Especialistas acreditam que a regulamentação da PEC deve demorar no máximo seis meses para ser completada — o que entrará em vigor após a aprovação no Senado e a promulgação é a obrigatoriedade de pagamento de horas extras. Um dos pontos mais sensíveis para a regulamentação é o auxílio-creche. A nova lei diz que todos os trabalhadores domésticos terão direito a ele, mas não especifica quem pagará isso. Caso o empregador precise arcar com mais esse custo, há temor de o salário bruto das domésticas diminuir, ou que muitos deixem de contratar empregados e recorram a alternativas, como comprar congelados e usar lavanderias.
Por mais que haja dificuldades, especialistas não acreditam que a lei ficará apenas no papel. Ela será mais um passo para a formalização das empregadas domésticas, que tem se mostrado uma luta longa. O Brasil tem 6,653 milhões de trabalhadores no serviço doméstico, segundo a Pesquisa Nacional por Amostra de Domicílios (Pnad) de 2011, e apenas 30,6% são formalizados.

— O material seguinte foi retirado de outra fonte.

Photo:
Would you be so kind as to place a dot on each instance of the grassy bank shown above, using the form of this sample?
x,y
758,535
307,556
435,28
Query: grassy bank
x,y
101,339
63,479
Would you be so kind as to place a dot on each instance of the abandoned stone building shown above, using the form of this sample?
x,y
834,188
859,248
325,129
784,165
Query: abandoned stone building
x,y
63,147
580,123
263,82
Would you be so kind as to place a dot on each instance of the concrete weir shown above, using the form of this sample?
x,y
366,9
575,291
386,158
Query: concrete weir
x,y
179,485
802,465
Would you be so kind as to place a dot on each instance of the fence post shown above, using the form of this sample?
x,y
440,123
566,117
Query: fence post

Já houve iniciativas, como a Constituição de 1988 — que estabeleceu direitos básicos — e a possibilidade de deduzir a Previdência paga ao empregado doméstico do Imposto de Renda (limitada a um teto). Para a economista da UFF Hildete Pereira de Melo, estudiosa do trabalho doméstico, a PEC é importante para que se reconheça o doméstico como um trabalhador como outro qualquer.
— Isso também pode provocar mudanças para as políticas públicas para as mulheres, com a conscientização da necessidade de creches, por exemplo. É preciso entender que (as mulheres) fomos para a rua e na rua vamos ficar.